5 Stark Lessons from the Tuomey Case

The Tuomey case reared its head again last week when a federal appeals court upheld a $237 million False Claims Act decision against the Sumpter, South Carolina health system.

Tuomey? Again? Yes. Tuomey. Again.

The name likely rings a few bells because it’s been going on for more than ten years and the health system has lost the case twice before. Physician compliance watchers like to stay abreast of Tuomey because it’s one of the few times the controversial and cumbersome Stark Law has been tested in court.

Tuomey paid doctors in ways that violated the Stark law — tainting 21,730 Medicare claims worth $39.3 million and triggering the FCA, government prosecutors say.

Judge Slams Stark

The appeals court upheld the lower court’s decision, but also took the opportunity to take the Stark law to task. “It seems as if, even for well-intentioned healthcare providers, the Stark law has become a booby trap rigged with strict liability and potentially ruinous exposure — especially when coupled with the False Claims Act,” concluded Judge Albert Diaz in the opinion.

Tuomey could decide to take its appeal to the next level, or it could decide to give up and pay up; its leaders will weigh their options over the next month or so, according to a health system press release.

Tuomey Troubles

The details of the case are a road map for how government regulators and prosecutors approach financial arrangements between physicians and health systems. And road maps like this are all the more relevant this summer, as the OIG signals its intent to hold physicians just as accountable as health systems for non-compliant financial arrangements, at least as far as the anti-kickback statute is concerned.

You should keep an eye on Tuomey’s biggest lessons as you navigate your own practice’s financial relationships. Here are some details that led to Tuomey’s current $237-million problem.

1. The health system wanted to do a deal very badly.

Why? Area doctors had begun to perform certain outpatient procedures in their own offices or in ASCs that they owned themselves. Previously, the doctors had done such procedures at Tuomey facilities, so the health system was trying to regain lost revenue. But shrewd business moves that might make good sense in other industries can trigger compliance woes in health care.

2.The doctors had a financial interest in Tuomey, which implicated Stark.

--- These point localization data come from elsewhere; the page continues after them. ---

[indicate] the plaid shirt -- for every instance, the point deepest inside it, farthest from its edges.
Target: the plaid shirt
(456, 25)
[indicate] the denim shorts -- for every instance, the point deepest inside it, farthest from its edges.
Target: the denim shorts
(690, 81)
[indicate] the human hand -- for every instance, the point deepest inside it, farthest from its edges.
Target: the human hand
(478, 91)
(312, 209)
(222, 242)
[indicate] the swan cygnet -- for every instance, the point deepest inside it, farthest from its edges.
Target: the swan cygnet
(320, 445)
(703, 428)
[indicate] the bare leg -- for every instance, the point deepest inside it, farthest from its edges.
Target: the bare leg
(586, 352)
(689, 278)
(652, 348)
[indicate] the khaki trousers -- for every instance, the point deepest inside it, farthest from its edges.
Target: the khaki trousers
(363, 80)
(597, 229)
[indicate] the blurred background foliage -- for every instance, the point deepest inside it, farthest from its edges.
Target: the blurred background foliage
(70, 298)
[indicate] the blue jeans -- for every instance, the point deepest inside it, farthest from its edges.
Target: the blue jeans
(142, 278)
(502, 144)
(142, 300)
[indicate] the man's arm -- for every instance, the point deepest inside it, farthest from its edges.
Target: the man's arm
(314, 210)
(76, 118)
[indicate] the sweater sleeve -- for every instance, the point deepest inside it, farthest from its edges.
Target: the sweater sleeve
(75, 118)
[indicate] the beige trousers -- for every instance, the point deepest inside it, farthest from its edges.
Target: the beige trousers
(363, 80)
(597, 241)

The physicians’ ten-year contracts required them to perform their outpatient procedures at Tuomey facilities, and their salaries and productivity bonuses were based on a percentage of Tuomey’s net cash collections. Also, their financial arrangement with Tuomey did not fall into Stark’s employment safe harbor exception because their compensation varied with the volume and value of their referrals, the jury concluded. Other features of the employment arrangement, such as the lack of any set hours, also caused it to fall short of the exception.

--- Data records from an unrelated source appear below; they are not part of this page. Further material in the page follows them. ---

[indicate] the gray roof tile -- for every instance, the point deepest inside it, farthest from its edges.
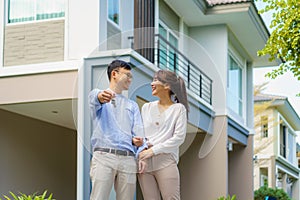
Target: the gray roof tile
(219, 2)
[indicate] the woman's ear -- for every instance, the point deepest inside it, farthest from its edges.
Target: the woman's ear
(113, 74)
(167, 86)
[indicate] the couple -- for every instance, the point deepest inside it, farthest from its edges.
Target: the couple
(121, 136)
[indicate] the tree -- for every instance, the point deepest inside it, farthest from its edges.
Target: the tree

3. The physicians involved included ophthalmologists, gastroenterologists, surgeons, and ob-gyn specialists.

One ophthalmologist’s annual income was $500,000 before he entered the contract, and $1 million annually after he entered the contract, the government alleged.

Eye-Opener: The court looked not only at money changing hands, but also other things of value. The opinion mentions that Tuomey paid for the physicians’ medical and malpractice liability insurance, as well as billing and collections costs for their practices.

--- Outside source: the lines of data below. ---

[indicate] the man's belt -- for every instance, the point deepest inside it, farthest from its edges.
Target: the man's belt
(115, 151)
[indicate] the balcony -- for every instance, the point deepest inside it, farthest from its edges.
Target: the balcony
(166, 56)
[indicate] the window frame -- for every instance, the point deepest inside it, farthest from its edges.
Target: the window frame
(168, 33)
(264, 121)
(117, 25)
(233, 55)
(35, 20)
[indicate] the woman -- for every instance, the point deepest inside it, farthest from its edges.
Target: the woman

4. Tuomey hired an independent valuation firm for FMV advice, but ignored it.

Tuomey only went through the motions to wedge the arrangements into Stark’s fair market value exception, the government alleged.

5. What started off as a Stark problem because a FCA case.

The whistleblower is Dr. Michael Drakeford, an orthopedic surgeon who, at first, was negotiating an employment contract for himself along with the other doctors. Drakeford began to question the deal when he spotted the Stark problems, and he began to question it even more when an attorney both he and Tuomey hired to review the deal warned them about potential red flags in 2005. Drakeford declined the deal. As a qui tam relator, he stands to collect a portion of the civil monetary penalties the government collects.

Fun fact: The attorney who advised Dr. Drakeford and Tuomey in 2005 was Kevin McAnaney, who was the industry guidance branch chief at HHS OIG during the time regulators were laboring to translate the Stark legislation into rules (1997-2003).